Another example is a church that sprang up in the eastern suburbs of Christchurch in the early 1990s. This fellowship was split off from a more conservative evangelical church and early on became a key proponent of signs and wonders and got a great deal of publicity from several controversial ministries from NZ and overseas particularly the US. Significant questions were raised over the nature of the manifestations that were being seen in the meeting that were being held and also a lot of statements were made in these meetings attacking other Pentecostal ministries around the country. This led to unnecessary division within existing churches who had also lost membership as their people flocked to the new and latest thing. Some of the controversies were similar to those that swirled around the Toronto Blessing around that time and which created similar division in the Vineyard church movement in North America. So anyway this church did grow and reach a significant size over time but the leadership there has been proven to be quite maverick and divisive against church unity in the wider city.
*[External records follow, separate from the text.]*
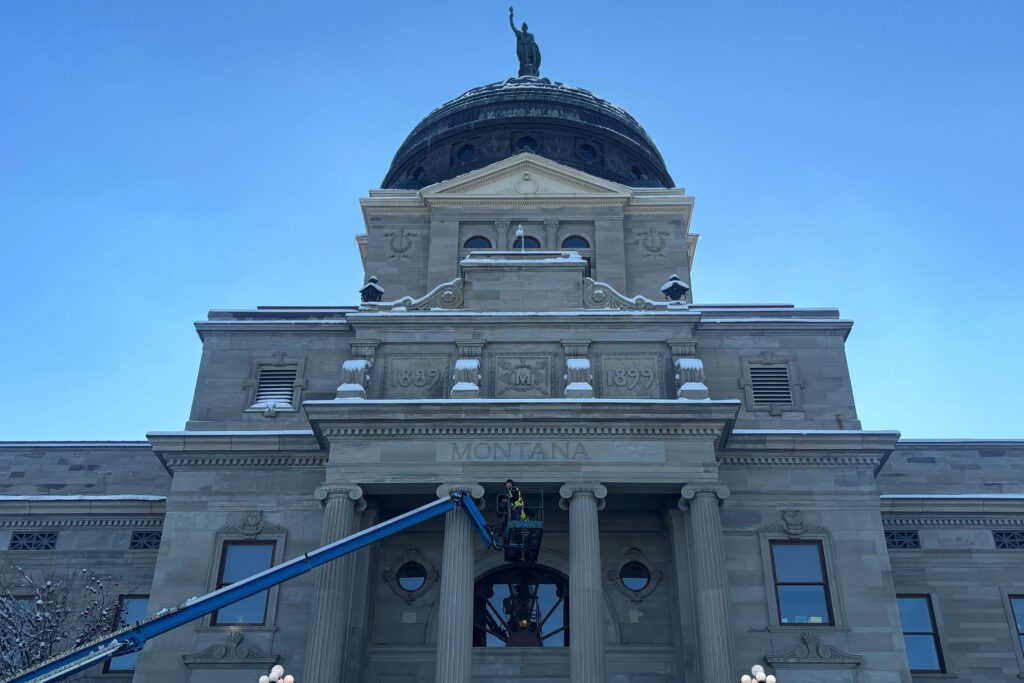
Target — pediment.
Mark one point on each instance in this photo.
(525, 176)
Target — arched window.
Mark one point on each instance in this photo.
(576, 242)
(521, 606)
(477, 242)
(531, 243)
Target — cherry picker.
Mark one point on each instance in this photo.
(518, 546)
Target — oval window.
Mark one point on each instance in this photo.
(411, 577)
(587, 153)
(526, 143)
(477, 242)
(634, 575)
(531, 243)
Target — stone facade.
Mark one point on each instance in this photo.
(689, 440)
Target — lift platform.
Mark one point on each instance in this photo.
(521, 534)
(132, 638)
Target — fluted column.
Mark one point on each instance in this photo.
(331, 605)
(710, 581)
(455, 613)
(586, 587)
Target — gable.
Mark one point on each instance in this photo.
(525, 176)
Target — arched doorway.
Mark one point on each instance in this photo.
(521, 605)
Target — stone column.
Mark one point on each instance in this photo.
(331, 605)
(711, 585)
(455, 613)
(586, 586)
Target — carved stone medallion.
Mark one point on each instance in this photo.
(521, 376)
(415, 376)
(633, 376)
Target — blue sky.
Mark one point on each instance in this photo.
(161, 159)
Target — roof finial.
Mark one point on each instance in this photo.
(526, 49)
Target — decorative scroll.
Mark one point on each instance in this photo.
(445, 296)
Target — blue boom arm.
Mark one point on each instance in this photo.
(132, 638)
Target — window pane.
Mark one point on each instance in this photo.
(242, 560)
(1018, 604)
(803, 604)
(797, 562)
(249, 610)
(922, 653)
(914, 615)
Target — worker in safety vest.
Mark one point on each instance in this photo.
(515, 500)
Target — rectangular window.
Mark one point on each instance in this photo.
(902, 540)
(1009, 540)
(144, 541)
(1017, 602)
(241, 559)
(131, 609)
(33, 541)
(801, 583)
(920, 634)
(770, 385)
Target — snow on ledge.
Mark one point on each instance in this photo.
(126, 497)
(952, 497)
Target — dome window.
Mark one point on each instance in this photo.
(587, 153)
(634, 575)
(527, 143)
(477, 242)
(526, 243)
(576, 242)
(411, 577)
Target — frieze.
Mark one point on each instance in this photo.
(510, 430)
(935, 521)
(799, 461)
(416, 376)
(521, 376)
(633, 376)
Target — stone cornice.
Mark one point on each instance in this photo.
(344, 419)
(88, 521)
(84, 507)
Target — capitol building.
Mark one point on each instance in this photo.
(709, 495)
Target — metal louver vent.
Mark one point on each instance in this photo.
(275, 387)
(770, 384)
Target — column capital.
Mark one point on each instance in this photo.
(474, 489)
(691, 491)
(568, 489)
(350, 491)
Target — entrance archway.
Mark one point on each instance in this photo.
(521, 605)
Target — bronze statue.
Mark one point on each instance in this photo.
(526, 49)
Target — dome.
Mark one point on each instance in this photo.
(565, 124)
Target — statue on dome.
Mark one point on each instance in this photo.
(526, 49)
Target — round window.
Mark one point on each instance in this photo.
(634, 575)
(411, 577)
(587, 153)
(526, 143)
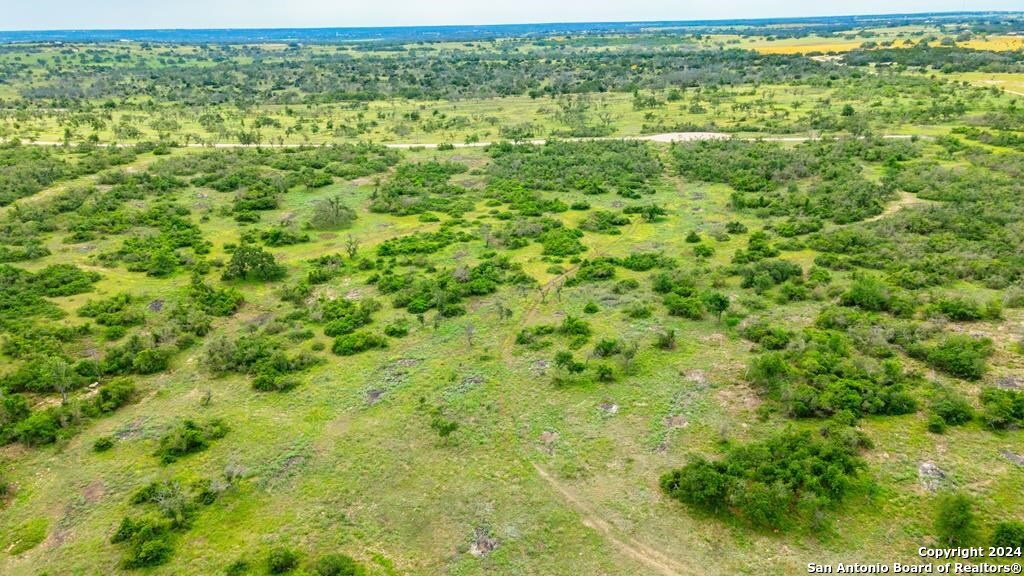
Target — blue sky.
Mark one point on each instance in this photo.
(51, 14)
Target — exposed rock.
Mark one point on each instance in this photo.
(930, 476)
(1010, 382)
(483, 544)
(677, 421)
(1015, 458)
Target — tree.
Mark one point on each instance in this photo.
(59, 373)
(351, 246)
(253, 262)
(954, 522)
(717, 303)
(332, 213)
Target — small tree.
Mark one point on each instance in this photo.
(717, 303)
(253, 262)
(332, 213)
(351, 246)
(954, 523)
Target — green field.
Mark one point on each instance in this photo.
(549, 329)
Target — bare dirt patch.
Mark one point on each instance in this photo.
(483, 543)
(94, 491)
(931, 477)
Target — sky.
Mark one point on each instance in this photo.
(80, 14)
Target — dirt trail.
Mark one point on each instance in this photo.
(509, 342)
(639, 551)
(664, 138)
(905, 200)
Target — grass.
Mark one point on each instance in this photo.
(562, 483)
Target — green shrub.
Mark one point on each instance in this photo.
(282, 561)
(952, 409)
(102, 444)
(252, 262)
(355, 342)
(957, 355)
(936, 424)
(1003, 409)
(148, 541)
(396, 329)
(765, 483)
(686, 306)
(1009, 534)
(337, 565)
(188, 437)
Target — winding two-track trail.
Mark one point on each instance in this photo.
(664, 138)
(634, 548)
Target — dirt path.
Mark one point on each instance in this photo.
(639, 551)
(663, 138)
(905, 201)
(509, 343)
The problem and challenge for any church is the need to have strong structure and operate within structure. Typical churches in New Zealand operate several services on a Sunday; a smaller percentage have services taking place throughout the week. The corporate expression of worship is however generally limited to a small part of a typical week, and for the average believer, their interaction with their church on a corporate basis is limited as such. For the rest of the week they are doing private and personal devotions in their home with their family and/or friends (for example through a home group). In the same way, during the week, the church staff are doing different things, such as worship practice, team building and general administration. All of these experiences are necessary to establish the basis for Sunday services. It is very easy for people to look at itinerant ministries such as traveling evangelists who sweep into town and conduct a series of ministries winning hearts to Jesus. but the churches have the role of followup after the campaigns and discipling new generations of believers. A church can’t be built solely on Sunday meetings or itinerant ministry campaigns. All of that work has to go on in the background, and churches have to be equipped to carry it out.

So it is very important for a church to establish sound governance and structure from the very beginning to ensure it is well placed to handle a wide range of ministry activities that typically makes up the general operations of a particular fellowship.